5

Imagine having a main thread which creates a HashSet and starts a lot of worker threads passing HashSet to them.

Just like in code below:

void main() {
  final Set<String> set = new HashSet<>();
  final ExecutorService threadExecutor = 
  Executors.newFixedThreadPool(10);

  threadExecutor.submit(() -> doJob(set));
} 

void doJob(final Set<String> pSet) {
  // do some stuff
  final String x = ... // doesn't matter how we received the value.
  if (!pSet.contains(x)) {
    synchronized (pSet) {
      // double check to prevent multiple adds within different threads
      if (!pSet.contains(x)) {
        // do some exclusive work with x.
        pSet.add(x);
      }
    }
  }
  // do some stuff
}

I'm wondering is it thread-safe to synchronize only on add method? Is there any possible issues if contains is not synchronized?

My intuition telling me this is fine, after leaving synchronized block changes made to set should be visible to all threads, but JMM could be counter-intuitive sometimes.

P.S. I don't think it's a duplicate of How to lock multiple resources in java multithreading Even though answers to both could be similar, this question addresses more particular case.

Akirus
  • 108
  • 2
  • 11
  • 1
    In java you can create concurrent sets.
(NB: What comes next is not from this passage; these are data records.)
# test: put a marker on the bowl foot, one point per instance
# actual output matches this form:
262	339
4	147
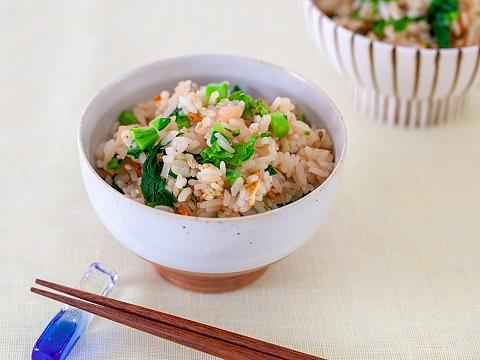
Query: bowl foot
209	283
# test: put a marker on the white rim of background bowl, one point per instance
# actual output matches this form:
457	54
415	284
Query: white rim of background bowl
328	18
133	72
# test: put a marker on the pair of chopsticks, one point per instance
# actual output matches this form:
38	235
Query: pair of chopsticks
205	338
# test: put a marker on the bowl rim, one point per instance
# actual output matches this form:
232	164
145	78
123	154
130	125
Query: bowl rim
412	48
220	57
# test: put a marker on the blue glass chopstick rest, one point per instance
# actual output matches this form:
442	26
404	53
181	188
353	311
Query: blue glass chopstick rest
69	323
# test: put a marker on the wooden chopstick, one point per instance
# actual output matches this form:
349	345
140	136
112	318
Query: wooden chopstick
199	336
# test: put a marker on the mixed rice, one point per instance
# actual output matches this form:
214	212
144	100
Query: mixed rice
211	152
420	23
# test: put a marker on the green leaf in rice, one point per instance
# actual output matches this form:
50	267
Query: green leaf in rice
126	117
266	134
134	151
234	132
215	154
232	175
221	88
116	187
261	108
271	170
243	151
144	137
160	123
440	15
152	184
114	164
182	122
279	124
252	107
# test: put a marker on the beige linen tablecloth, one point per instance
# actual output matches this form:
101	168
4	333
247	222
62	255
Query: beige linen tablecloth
394	273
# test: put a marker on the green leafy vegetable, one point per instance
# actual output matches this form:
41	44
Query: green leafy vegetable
232	175
398	24
152	184
440	15
243	151
216	154
217	127
266	134
116	187
252	107
114	164
134	151
234	132
160	123
144	137
271	170
182	121
221	88
127	118
279	124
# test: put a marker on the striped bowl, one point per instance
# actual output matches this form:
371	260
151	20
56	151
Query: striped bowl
397	85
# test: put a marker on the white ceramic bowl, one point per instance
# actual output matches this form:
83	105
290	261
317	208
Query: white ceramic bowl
397	85
203	245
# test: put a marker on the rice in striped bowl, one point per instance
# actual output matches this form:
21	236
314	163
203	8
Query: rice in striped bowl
419	23
211	152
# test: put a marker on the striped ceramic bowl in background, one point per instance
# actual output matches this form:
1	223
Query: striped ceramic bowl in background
397	85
See this answer for detail: https://stackoverflow.com/questions/6992608/why-there-is-no-concurrenthashset-against-concurrenthashmap – pandaadb Aug 05 '19 at 14:14
  • 5
    It's not safe. The changes made are visible to all threads at all times. You are only safe if you use a synchronized block. If you don't you could access internal structures that are part-way updated. – rghome Aug 05 '19 at 14:16
  • Possible duplicate of [How to lock multiple resources in java multithreading](https://stackoverflow.com/questions/53120361/how-to-lock-multiple-resources-in-java-multithreading) – markspace Aug 05 '19 at 14:24
  • See the duplicate link. In Java, both reads and writes must be synchronized. If you don't the JVM is free to optimize the reads however it wants, including not checking for an update from another thread. So basically all methods of your HashSet must be synchronized or your going to run into trouble. – markspace Aug 05 '19 at 14:25
  • @rghome, markspace, Thank you for your answers! "access internal structures that are part-way updated." Made it clear for me. – Akirus Aug 05 '19 at 14:29
  • Why not just use a [ConcurrentSkipListSet](https://docs.oracle.com/javase/8/docs/api/java/util/concurrent/ConcurrentSkipListSet.html)? – Andrew Henle Aug 05 '19 at 15:20

3 Answers3

3

I'm wondering is it thread-safe to synchronize only on the add method? Are there any possible issues if contains is not synchronized as well?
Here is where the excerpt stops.